As consumers, you and I have all the power in the world to investigate and decide where we get our food sources. For instance, Courtney took it in her own hands to write to farms that produce the cheese she buys–curious about their ethics when it came to animals. Her question was:
Hi there, I am from Vancouver BC and have recently read an article about cows that were mistreated at a dairy farm in Chilliwack, BC. I am a vegetarian as I am concerned about the mistreatment of farm animals, but I do consume cheese. I am wondering if you could tell me what farms you get your dairy from and if you make an effort to ensure animals at the farm are treated humanely; this includes living conditions.
Quebec-based Saputo is currently also under fire since Chilliwack Cattle Sales is the main supplier for Dailyland, owned by Saputo since 2001. Saputo’s response was immediate and thanked Courtney for her questions. Saputo said that they are committed to the highest standards and ethics and were horrified by the abuse of dairy cows in BC. As Canada’s largest dairy processor, they stated that they will not tolerate animal abuse and commended the termination of the Chilliwack Cattle Sales employees who abused the animals.
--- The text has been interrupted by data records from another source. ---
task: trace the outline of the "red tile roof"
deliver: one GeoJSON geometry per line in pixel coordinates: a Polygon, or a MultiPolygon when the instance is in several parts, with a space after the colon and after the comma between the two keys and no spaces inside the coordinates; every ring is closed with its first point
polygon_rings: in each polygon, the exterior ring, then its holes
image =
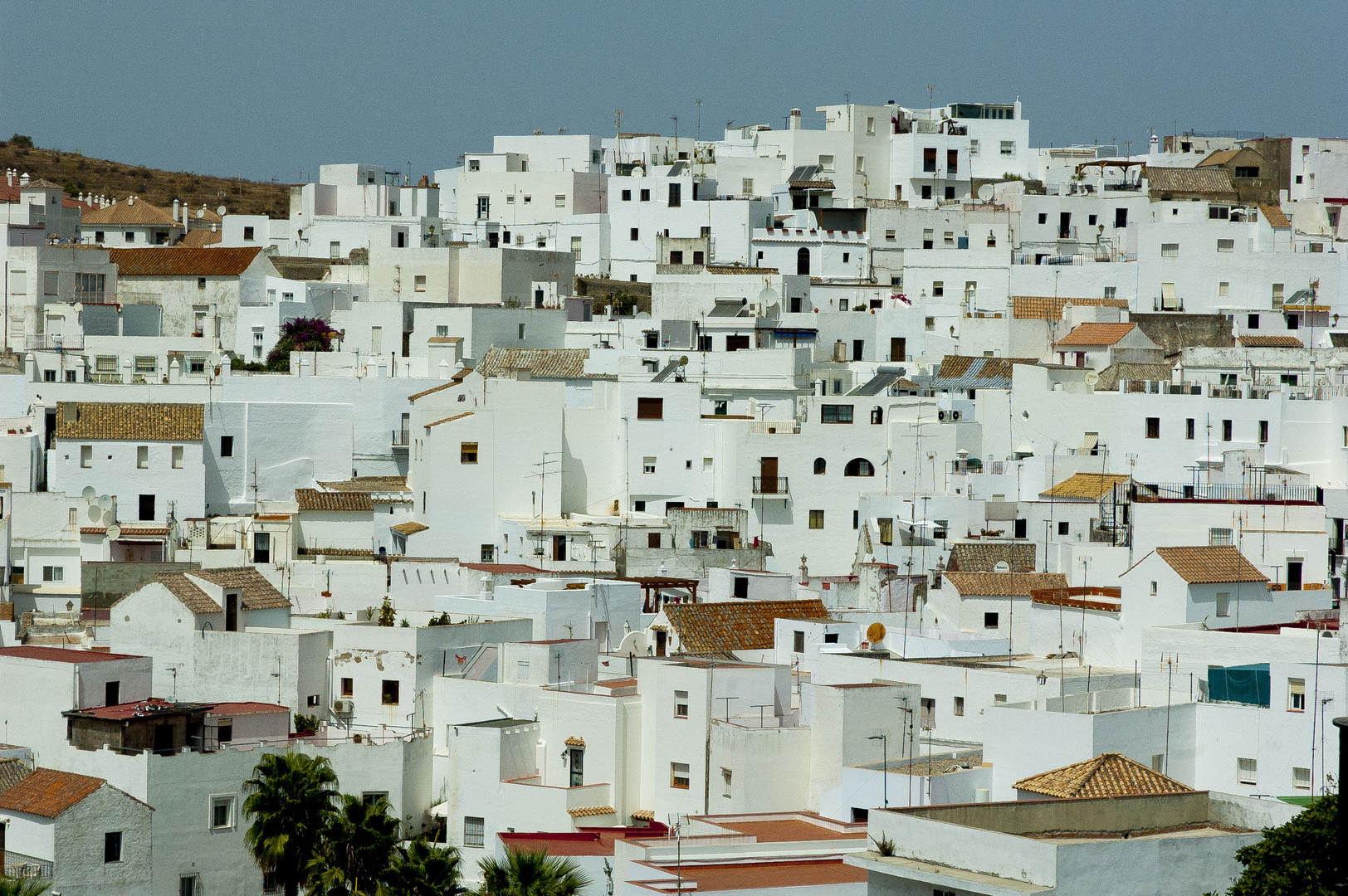
{"type": "Polygon", "coordinates": [[[44,660],[47,663],[101,663],[104,660],[139,660],[135,653],[104,653],[102,651],[81,651],[70,647],[0,647],[0,656],[44,660]]]}
{"type": "Polygon", "coordinates": [[[106,783],[101,777],[39,768],[0,792],[0,811],[57,818],[106,783]]]}
{"type": "Polygon", "coordinates": [[[187,247],[147,247],[108,249],[117,276],[239,276],[248,269],[259,247],[237,249],[193,249],[187,247]]]}

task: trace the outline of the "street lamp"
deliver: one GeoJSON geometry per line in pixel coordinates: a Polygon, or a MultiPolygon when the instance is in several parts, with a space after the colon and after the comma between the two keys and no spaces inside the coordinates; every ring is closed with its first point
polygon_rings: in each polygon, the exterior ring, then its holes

Saputo also told Courtney that they have asked the BC Milk Marketing Board (BCMMB) and other BC authorities to put enforceable standards in place to ensure such incidents do not occur in the future. Supportive of the BC SPCA’s recommendation that the Canadian Code of Practice for the Care and Handling of Dairy Cattles, Saputo said that they asked the BCMMB and other BC authorities to likewise support the BC SPCA’s recommendation.
Saputo clarified that it does not own or oversee any dairy farms in BC or elsewhere in Canada. Along with all other dairy processors in BC they purchase milk solely from the BCMMB, which is responsible for the pooling of milk from farms throughout BC. However, they still recognized their responsibility to act as a leader in the industry in order to help bring about change.
Courtney also wrote to Kraft–asking the same question she had asked Saputo. Kraft’s response was less enthusiastic, just a quick sentence stating that the requested information was not currently available.
Courtney buys her Parmesan from Clover Leaf Cheese Ltd., and asked them the question she had posed to Kraft and Saputo. They responded that Clover Leaf Cheese is a federally registered packaging plant that purchases all their Canadian cheese from other federally registered companies such as Agropur, Saputo, and Parmalat. They count on these companies and the CFIA to monitor the environment the cows live in on the farms they contract.
When it comes down to it, it seems that most corporations have it in their best interest to monitor the living conditions, health, and well-being of food animals, but there are people working in the industry who will not comply and even, as shown in the video, do just the opposite: treat animals cruelly and sadistically.
The consumer always has responsibility, and thus the power, to make choices, including what food we buy. Fortunately, some organizations have already done the legwork to help us know which food sources are ethically produced. Writing to companies, like Courtney did, is one avenue. You can also visit the BC SPCA and find a SPCA Certified Retailer.